Boland, Sebastian, Sampaio, Julio, L., Zagoriy, Vyacheslav, Fritsche, Raphael, Reimann, Jakob, Lubken, Tilo, Knolker, Hans-Joachim, Penkov, Sider, Czerwonka, Regina, Schmidt, Ulrike, Kurzchalia, Teymuras, V.
[
International Worm Meeting,
2017]
Caenorhabditis elegans (C. elegans) cannot synthesize cholesterol de novo, and requires exogenous cholesterol to progress through its four larval stages. Previously, we showed that worms grown for 2 generations in the absence of cholesterol arrest early in development. This suggests that maternal contributions of sterols are exploitable only in the first generation, but sterol reservoirs are either depleted or inaccessible by the second generation. Here, we present a novel class of phosphorylated glycosphingolipids, which we coined phosphoethanolamine glucosylceramides (PEGCs), that can overcome the sterol deprivation-induced larval arrest.
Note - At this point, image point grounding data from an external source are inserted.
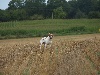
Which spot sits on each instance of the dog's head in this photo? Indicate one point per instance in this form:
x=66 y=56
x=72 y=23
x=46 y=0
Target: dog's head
x=50 y=35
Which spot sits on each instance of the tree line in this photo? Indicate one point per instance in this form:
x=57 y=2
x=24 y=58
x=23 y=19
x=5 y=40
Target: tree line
x=57 y=9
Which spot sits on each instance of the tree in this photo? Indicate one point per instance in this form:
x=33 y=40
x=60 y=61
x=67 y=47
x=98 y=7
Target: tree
x=59 y=13
x=53 y=4
x=35 y=7
x=15 y=4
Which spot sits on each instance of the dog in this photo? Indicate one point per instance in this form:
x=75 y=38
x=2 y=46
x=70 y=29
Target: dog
x=46 y=40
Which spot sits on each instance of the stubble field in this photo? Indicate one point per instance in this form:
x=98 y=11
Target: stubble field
x=68 y=55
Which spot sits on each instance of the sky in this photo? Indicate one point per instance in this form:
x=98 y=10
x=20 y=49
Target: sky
x=4 y=4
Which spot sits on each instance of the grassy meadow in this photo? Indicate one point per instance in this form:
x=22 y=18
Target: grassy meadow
x=36 y=28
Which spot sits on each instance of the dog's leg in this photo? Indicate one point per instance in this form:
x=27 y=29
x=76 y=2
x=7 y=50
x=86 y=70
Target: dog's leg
x=40 y=46
x=45 y=46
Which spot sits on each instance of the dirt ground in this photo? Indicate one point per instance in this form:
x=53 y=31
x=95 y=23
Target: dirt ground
x=68 y=55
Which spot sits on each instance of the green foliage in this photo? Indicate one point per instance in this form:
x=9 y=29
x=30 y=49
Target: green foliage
x=73 y=9
x=33 y=28
x=80 y=15
x=37 y=17
x=94 y=14
x=59 y=13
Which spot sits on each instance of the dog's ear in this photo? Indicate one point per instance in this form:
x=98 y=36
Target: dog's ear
x=49 y=34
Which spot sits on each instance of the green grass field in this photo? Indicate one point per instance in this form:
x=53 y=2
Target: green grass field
x=36 y=28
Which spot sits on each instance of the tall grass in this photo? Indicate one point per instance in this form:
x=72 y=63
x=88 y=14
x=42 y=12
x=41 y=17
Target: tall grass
x=31 y=28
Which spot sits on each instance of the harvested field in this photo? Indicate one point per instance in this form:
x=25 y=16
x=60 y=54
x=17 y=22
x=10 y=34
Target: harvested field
x=69 y=55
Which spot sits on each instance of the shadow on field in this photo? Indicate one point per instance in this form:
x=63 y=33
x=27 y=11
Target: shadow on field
x=63 y=58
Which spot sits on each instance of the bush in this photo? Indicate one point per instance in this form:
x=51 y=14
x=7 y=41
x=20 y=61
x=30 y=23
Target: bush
x=36 y=17
x=79 y=15
x=77 y=29
x=94 y=14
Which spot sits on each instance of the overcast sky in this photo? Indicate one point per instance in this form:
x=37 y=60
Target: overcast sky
x=4 y=4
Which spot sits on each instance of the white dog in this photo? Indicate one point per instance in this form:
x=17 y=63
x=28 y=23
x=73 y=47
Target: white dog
x=46 y=40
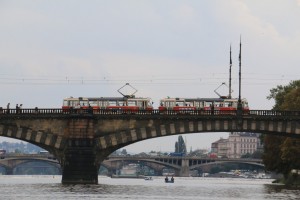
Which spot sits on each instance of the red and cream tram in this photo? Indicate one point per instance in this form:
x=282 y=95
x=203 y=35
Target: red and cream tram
x=128 y=104
x=190 y=104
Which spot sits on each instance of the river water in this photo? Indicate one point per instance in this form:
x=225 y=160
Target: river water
x=50 y=187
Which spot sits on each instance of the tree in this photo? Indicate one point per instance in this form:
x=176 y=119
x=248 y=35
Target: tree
x=281 y=154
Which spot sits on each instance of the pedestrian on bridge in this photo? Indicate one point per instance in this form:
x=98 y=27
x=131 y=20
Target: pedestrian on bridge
x=7 y=108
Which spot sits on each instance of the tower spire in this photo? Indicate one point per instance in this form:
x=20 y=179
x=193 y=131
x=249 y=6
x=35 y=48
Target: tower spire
x=240 y=68
x=239 y=106
x=230 y=65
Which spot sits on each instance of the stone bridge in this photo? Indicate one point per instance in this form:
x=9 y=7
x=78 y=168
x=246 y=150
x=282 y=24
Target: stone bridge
x=82 y=139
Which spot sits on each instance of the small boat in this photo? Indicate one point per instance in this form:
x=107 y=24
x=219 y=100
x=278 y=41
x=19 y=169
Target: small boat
x=148 y=178
x=169 y=180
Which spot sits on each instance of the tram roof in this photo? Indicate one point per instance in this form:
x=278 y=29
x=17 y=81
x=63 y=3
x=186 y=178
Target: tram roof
x=107 y=98
x=203 y=99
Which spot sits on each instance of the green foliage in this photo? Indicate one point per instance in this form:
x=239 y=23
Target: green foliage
x=281 y=154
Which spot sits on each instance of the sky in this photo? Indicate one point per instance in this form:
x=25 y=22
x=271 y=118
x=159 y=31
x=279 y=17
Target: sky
x=55 y=49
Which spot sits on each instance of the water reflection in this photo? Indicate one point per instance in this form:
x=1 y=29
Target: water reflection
x=43 y=187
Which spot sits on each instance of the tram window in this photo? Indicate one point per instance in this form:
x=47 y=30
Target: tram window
x=122 y=103
x=180 y=103
x=93 y=103
x=189 y=103
x=74 y=103
x=140 y=104
x=112 y=103
x=66 y=103
x=131 y=103
x=83 y=103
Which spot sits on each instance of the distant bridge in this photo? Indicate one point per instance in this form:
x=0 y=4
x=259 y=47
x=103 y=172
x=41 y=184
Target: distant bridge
x=181 y=165
x=82 y=139
x=12 y=161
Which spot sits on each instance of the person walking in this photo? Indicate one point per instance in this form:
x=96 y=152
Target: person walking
x=7 y=108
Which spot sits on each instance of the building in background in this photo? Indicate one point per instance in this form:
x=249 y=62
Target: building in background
x=237 y=145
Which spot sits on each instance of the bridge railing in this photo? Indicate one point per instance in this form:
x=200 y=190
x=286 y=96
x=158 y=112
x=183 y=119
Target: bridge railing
x=59 y=111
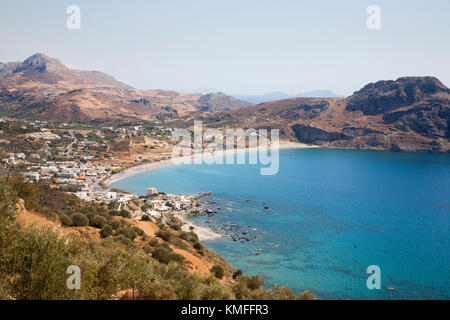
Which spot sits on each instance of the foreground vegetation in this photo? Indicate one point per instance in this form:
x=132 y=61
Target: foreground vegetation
x=34 y=261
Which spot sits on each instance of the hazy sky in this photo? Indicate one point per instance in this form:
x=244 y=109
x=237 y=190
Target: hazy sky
x=240 y=46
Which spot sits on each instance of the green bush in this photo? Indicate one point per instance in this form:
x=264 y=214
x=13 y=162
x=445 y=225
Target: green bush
x=127 y=232
x=65 y=220
x=162 y=253
x=106 y=231
x=218 y=271
x=254 y=282
x=153 y=242
x=237 y=273
x=189 y=236
x=138 y=231
x=114 y=224
x=80 y=220
x=198 y=246
x=166 y=235
x=97 y=221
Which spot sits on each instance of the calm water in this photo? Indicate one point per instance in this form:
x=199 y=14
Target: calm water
x=331 y=214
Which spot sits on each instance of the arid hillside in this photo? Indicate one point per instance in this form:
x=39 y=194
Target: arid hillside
x=409 y=114
x=41 y=87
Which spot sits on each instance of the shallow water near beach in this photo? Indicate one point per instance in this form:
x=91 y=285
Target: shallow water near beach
x=325 y=217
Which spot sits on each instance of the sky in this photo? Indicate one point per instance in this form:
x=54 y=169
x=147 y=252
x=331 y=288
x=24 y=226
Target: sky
x=240 y=47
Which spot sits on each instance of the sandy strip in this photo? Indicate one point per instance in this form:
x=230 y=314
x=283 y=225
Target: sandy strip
x=165 y=163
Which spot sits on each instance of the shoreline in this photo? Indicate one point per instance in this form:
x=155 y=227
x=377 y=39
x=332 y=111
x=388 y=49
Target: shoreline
x=203 y=233
x=140 y=168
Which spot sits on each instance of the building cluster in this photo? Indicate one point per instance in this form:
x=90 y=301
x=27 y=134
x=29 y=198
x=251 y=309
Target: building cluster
x=83 y=177
x=158 y=205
However, they are not direct substitutes for cholesterol because they rescue larval arrest in only one additional generation. Instead, we propose a new model where larval arrest in the second generation of continious sterol deprivation is due not to depletion of internal reservoirs, but a failure to mobilize those reservoirs for promoting growth/development through PEGCs-induced mobilization of internal sterol pools. More precisely, we found that NPC1 and DAF-7 mutants, which display a Daf-c phenotype due to an impaired sterol transport to places of DA synthesis, are rescued by feeding PEGC. Moreover, the biosynthesis of PEGC depends on functional NPC1 and TGF- beta , indicating that these proteins control larval development at least partly through promoting increases in PEGC. Furthermore, glucosylceramide deficiency dramatically reduced PEGC amounts; however, the resulting developmental arrest could be rescued by over-saturation of food with cholesterol. This indicates that PEGC is a major regulator of cholesterol utilization in C. elegans and, thus, of development. The remarkable similarity in sterol trafficking between C. elegans and other metazoans, including mammals, suggests PEGCs might be conserved regulators of sterol transport.